History of Kansas City

The founding of present-day Kansas City, Missouri, begins in the early 1700’s as French fur traders begin traveling up the Missouri river from St. Louis. These traders are in search of new opportunities, and a new market.

In 1804, Meriweather Lewis and William Clark travel to the meeting point of the Missouri and Kansas Rivers. They camp for three days and map the area that will eventually become Kansas City calling it “a fine place for a fort.”

In 1821, Missouri becomes a state. That same year, 24-year-old François Gesseau Chouteau sets up the first permanent fort in what is now the northern industrial district. He refers to the fort as “the Village Kansa,” after the natives who inhabit the area. Soon trappers, scouts, traders, and farmers begin to populate the surrounding area.

In 1833, the Westport Landing is established by John Calvin McCoy, who many consider the “father of Kansas City.” Westport serves as the head point of the California, Santa Fe, and Oregon Trails.

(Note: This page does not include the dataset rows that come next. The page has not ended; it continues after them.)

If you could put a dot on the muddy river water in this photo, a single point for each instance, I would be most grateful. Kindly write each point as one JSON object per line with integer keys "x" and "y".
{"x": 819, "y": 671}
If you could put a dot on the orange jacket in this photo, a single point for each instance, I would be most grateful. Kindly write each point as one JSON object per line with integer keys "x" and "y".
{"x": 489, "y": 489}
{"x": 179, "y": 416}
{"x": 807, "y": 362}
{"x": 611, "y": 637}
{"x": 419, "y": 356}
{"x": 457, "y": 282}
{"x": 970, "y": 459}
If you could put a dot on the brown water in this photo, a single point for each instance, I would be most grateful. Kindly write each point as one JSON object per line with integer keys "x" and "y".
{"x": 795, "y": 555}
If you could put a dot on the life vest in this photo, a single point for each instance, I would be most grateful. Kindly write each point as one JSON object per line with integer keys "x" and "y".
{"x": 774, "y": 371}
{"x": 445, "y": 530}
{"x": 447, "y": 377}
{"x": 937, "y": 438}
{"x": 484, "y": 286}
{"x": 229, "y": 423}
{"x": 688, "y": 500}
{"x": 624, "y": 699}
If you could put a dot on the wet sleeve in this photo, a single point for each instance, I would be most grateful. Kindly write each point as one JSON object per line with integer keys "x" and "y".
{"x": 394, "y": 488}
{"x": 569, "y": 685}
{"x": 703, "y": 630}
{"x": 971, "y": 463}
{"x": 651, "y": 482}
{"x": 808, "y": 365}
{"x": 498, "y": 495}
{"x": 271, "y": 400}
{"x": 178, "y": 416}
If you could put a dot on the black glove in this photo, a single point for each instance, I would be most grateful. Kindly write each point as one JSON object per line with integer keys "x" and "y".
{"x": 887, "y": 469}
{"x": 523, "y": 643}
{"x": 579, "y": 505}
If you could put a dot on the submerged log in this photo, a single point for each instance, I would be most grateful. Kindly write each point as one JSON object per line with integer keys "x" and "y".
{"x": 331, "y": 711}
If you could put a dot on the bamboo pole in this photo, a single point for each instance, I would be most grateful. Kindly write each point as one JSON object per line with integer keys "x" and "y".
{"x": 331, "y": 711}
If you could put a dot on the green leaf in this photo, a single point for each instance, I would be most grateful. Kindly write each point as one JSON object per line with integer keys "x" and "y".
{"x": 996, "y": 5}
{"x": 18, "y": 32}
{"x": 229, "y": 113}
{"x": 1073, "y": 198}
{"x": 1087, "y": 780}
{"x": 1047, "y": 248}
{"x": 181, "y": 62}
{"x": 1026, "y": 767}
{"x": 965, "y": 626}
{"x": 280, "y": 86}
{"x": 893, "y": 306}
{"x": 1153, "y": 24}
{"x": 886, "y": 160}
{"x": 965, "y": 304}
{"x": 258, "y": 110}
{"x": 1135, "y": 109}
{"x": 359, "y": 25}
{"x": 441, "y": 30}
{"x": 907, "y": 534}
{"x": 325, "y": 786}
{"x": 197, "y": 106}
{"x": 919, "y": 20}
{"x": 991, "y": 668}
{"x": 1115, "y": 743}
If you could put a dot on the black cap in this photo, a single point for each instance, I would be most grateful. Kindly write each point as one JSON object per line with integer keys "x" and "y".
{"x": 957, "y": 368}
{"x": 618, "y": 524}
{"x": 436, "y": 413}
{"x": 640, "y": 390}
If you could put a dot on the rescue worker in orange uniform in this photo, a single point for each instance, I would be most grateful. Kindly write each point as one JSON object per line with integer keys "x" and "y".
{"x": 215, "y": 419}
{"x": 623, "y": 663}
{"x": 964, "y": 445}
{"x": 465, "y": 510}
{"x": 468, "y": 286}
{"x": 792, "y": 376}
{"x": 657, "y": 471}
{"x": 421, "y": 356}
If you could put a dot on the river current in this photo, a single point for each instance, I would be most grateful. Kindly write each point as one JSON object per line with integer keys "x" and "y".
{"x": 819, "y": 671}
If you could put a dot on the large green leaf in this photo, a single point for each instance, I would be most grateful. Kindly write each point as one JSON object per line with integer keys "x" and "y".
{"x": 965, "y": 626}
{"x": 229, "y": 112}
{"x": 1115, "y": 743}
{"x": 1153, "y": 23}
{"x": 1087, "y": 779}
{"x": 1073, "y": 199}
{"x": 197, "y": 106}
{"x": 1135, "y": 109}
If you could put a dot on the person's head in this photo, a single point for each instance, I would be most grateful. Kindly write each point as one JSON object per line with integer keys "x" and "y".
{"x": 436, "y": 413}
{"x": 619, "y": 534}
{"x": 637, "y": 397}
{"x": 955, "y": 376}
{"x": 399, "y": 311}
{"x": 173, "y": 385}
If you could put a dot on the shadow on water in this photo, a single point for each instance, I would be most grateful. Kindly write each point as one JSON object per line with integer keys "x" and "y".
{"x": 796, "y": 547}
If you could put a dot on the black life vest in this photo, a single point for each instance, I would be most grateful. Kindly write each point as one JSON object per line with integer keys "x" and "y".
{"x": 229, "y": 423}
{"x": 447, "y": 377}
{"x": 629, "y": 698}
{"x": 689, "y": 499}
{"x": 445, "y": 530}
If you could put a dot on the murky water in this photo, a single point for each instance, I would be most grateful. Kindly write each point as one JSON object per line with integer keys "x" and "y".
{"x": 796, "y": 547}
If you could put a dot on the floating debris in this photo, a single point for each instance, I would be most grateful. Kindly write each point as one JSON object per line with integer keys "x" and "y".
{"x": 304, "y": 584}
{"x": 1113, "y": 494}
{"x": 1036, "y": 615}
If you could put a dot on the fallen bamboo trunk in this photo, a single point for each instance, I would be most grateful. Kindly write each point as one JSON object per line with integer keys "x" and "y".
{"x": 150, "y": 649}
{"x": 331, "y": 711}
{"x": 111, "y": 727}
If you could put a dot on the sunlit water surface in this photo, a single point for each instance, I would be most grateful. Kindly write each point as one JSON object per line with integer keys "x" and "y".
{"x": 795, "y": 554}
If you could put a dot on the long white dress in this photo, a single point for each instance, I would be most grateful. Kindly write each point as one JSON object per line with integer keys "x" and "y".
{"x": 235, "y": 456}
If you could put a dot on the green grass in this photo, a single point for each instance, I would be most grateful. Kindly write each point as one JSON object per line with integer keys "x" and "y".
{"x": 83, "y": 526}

In 1838, McCoy and Chouteau along with other merchants purchase the 271 acres surrounding the Westport Landing for $4,220. This group calls themselves the “Town of Kansas Company.” Other names for the town such as Port Fonda, Rabbitville and Possum Trot are all rejected. Following Chouteau’s death in 1839, the area outside of Westport is renamed the Town of Kansas.

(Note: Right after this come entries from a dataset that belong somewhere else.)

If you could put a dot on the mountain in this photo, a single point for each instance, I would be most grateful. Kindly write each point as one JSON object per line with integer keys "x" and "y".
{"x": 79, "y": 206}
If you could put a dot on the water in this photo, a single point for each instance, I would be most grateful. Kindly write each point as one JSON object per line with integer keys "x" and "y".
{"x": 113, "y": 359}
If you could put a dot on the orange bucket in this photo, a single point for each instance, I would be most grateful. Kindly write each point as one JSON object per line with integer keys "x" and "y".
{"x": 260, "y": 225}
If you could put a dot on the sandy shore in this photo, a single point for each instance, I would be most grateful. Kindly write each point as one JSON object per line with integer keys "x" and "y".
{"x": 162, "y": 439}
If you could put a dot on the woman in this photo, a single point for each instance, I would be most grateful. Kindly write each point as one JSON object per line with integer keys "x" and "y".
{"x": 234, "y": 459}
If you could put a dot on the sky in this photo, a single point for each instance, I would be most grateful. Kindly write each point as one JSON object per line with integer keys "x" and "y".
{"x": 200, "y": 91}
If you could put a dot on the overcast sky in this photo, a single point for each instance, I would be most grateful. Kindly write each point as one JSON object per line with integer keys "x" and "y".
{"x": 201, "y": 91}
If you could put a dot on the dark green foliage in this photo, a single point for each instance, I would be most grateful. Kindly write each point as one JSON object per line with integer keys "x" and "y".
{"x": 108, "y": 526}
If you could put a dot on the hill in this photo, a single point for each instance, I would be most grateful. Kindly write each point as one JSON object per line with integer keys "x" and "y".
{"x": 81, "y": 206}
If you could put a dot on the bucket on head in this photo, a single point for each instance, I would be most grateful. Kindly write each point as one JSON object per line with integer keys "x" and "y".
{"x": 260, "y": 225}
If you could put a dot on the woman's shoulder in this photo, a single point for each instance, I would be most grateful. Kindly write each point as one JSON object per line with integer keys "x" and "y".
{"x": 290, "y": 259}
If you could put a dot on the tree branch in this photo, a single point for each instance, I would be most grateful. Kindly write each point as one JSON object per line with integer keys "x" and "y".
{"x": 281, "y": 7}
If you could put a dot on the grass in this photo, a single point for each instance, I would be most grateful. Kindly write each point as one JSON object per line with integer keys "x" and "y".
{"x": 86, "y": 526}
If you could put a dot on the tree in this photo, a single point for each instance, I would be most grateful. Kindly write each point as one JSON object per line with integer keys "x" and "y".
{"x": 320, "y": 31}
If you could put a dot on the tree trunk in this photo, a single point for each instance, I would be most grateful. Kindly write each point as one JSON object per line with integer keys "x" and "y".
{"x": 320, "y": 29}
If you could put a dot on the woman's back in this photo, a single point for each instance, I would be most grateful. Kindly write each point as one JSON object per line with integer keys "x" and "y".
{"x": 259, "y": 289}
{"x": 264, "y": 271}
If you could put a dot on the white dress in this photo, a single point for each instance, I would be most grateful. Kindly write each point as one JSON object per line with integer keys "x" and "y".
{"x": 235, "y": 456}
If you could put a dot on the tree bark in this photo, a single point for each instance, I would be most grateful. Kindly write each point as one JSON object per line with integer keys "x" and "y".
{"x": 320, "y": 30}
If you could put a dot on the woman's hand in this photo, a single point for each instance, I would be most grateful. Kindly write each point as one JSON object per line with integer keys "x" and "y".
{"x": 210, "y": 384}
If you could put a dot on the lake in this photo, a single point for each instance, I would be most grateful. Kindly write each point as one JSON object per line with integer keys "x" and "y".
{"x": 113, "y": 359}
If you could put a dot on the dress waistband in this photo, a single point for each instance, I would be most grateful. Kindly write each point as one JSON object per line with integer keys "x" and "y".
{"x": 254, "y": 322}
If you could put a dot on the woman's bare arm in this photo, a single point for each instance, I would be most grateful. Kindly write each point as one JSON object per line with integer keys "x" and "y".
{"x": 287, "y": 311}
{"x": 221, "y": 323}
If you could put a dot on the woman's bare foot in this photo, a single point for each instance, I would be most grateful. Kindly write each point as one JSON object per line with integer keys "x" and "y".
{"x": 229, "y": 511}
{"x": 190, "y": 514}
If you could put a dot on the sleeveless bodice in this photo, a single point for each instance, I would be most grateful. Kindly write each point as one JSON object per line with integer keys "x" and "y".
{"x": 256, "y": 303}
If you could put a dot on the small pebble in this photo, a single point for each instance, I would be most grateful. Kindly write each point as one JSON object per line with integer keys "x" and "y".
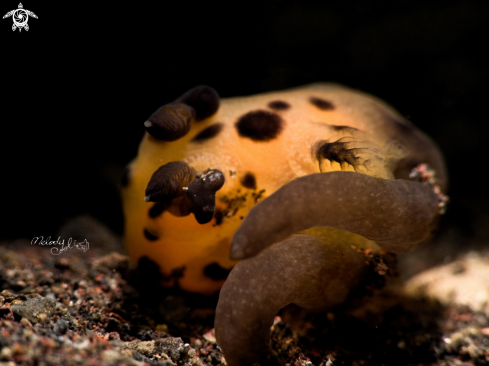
{"x": 60, "y": 327}
{"x": 26, "y": 323}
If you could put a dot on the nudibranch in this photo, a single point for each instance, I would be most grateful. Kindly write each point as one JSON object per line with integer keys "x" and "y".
{"x": 292, "y": 183}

On March 28, 1853, Missouri officially incorporates the “City of Kansas.” During the first municipal election there are 67 voters from an estimated population of 2,500. William S. Gregory becomes the first mayor but resigns within 10 months when it is discovered that the mayor must live in the city.

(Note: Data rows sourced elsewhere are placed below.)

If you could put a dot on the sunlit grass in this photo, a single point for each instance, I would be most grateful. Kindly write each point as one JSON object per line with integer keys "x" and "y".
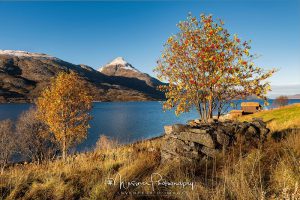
{"x": 271, "y": 172}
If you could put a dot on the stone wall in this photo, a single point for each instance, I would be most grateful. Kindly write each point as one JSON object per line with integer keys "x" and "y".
{"x": 197, "y": 140}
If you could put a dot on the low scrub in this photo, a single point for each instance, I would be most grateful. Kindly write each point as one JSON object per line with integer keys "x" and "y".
{"x": 269, "y": 172}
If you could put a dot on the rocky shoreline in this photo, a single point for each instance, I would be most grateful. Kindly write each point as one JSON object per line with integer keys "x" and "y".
{"x": 197, "y": 140}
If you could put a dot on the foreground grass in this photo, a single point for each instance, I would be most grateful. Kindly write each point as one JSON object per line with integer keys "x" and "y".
{"x": 271, "y": 172}
{"x": 279, "y": 119}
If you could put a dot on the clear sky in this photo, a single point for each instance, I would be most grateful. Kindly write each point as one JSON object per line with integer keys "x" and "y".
{"x": 94, "y": 33}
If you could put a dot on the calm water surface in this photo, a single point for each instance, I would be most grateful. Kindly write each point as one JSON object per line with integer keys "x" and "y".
{"x": 125, "y": 121}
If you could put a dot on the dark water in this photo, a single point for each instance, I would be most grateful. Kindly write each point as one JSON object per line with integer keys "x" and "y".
{"x": 125, "y": 121}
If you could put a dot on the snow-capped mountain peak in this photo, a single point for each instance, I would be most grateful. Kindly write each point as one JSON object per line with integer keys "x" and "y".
{"x": 119, "y": 63}
{"x": 19, "y": 53}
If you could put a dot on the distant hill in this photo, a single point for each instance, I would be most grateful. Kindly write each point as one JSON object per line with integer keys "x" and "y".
{"x": 120, "y": 67}
{"x": 24, "y": 74}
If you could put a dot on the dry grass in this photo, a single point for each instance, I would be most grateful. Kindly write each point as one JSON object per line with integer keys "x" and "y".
{"x": 271, "y": 172}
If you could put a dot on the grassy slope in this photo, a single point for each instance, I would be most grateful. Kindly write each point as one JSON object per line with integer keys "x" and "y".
{"x": 270, "y": 172}
{"x": 280, "y": 118}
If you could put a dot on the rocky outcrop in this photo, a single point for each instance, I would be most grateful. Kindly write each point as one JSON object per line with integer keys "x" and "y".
{"x": 197, "y": 140}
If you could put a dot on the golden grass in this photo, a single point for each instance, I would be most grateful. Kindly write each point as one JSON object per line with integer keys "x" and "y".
{"x": 271, "y": 172}
{"x": 280, "y": 118}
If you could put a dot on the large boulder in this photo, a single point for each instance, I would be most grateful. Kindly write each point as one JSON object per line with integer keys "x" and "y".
{"x": 197, "y": 140}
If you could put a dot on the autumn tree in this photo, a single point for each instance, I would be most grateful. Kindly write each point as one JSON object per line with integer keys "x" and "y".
{"x": 65, "y": 107}
{"x": 206, "y": 68}
{"x": 281, "y": 101}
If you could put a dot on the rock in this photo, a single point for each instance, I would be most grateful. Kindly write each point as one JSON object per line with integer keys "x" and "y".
{"x": 186, "y": 143}
{"x": 204, "y": 139}
{"x": 222, "y": 138}
{"x": 252, "y": 130}
{"x": 174, "y": 128}
{"x": 199, "y": 131}
{"x": 211, "y": 120}
{"x": 209, "y": 152}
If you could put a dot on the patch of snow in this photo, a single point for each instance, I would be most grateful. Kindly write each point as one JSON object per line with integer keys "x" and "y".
{"x": 19, "y": 53}
{"x": 101, "y": 69}
{"x": 120, "y": 62}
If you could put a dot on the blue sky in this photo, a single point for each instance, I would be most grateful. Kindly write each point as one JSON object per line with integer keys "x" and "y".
{"x": 94, "y": 33}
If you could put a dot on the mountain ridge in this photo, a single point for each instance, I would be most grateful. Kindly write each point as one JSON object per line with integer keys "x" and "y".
{"x": 24, "y": 74}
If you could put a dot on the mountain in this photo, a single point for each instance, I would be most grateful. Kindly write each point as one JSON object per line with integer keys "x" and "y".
{"x": 295, "y": 96}
{"x": 24, "y": 74}
{"x": 120, "y": 67}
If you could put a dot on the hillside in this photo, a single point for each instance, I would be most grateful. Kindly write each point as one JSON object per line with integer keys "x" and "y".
{"x": 278, "y": 119}
{"x": 23, "y": 75}
{"x": 295, "y": 96}
{"x": 121, "y": 68}
{"x": 269, "y": 172}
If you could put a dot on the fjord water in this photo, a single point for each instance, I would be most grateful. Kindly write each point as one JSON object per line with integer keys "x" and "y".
{"x": 125, "y": 121}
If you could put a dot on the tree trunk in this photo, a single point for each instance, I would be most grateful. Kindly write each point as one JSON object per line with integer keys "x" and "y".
{"x": 210, "y": 102}
{"x": 64, "y": 150}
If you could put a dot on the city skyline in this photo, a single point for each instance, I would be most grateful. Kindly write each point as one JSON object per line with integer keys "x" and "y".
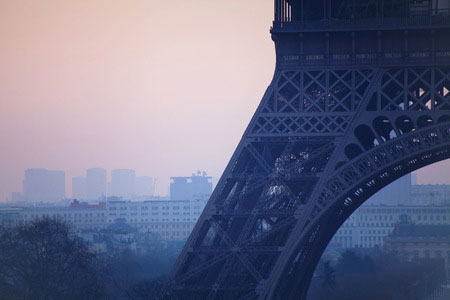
{"x": 101, "y": 92}
{"x": 49, "y": 186}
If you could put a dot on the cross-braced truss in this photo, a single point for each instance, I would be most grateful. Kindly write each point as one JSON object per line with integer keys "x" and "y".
{"x": 331, "y": 130}
{"x": 320, "y": 144}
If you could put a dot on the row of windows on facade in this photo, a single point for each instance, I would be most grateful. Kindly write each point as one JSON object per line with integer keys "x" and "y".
{"x": 155, "y": 208}
{"x": 75, "y": 215}
{"x": 438, "y": 215}
{"x": 156, "y": 214}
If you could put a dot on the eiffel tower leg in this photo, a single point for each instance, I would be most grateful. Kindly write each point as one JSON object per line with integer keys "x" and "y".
{"x": 330, "y": 131}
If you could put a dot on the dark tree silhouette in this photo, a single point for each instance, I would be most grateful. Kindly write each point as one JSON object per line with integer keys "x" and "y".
{"x": 43, "y": 259}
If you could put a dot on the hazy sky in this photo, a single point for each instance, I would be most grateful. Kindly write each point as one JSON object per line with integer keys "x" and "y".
{"x": 162, "y": 87}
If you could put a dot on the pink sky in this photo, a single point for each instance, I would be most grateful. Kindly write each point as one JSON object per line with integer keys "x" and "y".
{"x": 162, "y": 87}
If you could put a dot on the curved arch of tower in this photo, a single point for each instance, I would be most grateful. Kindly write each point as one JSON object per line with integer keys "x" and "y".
{"x": 359, "y": 98}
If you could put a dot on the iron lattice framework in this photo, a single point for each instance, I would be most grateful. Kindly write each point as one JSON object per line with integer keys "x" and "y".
{"x": 353, "y": 105}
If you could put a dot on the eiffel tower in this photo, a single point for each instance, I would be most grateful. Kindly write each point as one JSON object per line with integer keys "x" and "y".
{"x": 359, "y": 98}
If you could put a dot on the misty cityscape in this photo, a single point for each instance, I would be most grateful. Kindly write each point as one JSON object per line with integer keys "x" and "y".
{"x": 222, "y": 150}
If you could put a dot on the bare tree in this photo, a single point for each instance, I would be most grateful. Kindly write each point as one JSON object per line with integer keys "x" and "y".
{"x": 43, "y": 259}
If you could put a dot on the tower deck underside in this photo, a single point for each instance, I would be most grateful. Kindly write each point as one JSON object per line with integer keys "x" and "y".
{"x": 349, "y": 110}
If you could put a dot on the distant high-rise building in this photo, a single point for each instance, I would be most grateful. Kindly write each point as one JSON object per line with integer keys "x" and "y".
{"x": 79, "y": 187}
{"x": 122, "y": 183}
{"x": 143, "y": 186}
{"x": 414, "y": 180}
{"x": 189, "y": 188}
{"x": 17, "y": 197}
{"x": 95, "y": 183}
{"x": 396, "y": 193}
{"x": 41, "y": 185}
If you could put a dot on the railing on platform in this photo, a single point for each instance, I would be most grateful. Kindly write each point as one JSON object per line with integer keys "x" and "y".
{"x": 390, "y": 58}
{"x": 284, "y": 22}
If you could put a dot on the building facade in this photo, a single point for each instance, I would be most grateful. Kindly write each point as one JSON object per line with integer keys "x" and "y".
{"x": 418, "y": 241}
{"x": 195, "y": 187}
{"x": 171, "y": 220}
{"x": 369, "y": 226}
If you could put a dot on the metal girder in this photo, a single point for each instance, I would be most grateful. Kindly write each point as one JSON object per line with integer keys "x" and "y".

In 1865, the Missouri Pacific railroad reaches the City of Kansas.  Soon after, the City of Kansas wins a bid over Leavenworth, Kansas, for the Hannibal & St. Joseph Railroad bridge over the Missouri River. The bridge opens in 1869, and the city’s population will quadruple over the next fifty years.9.  

In 1889 the population is approximately 130,000. The city adopts a new charter  changing its name to Kansas City. Although the city will continue to grow, Kansas City is officially born.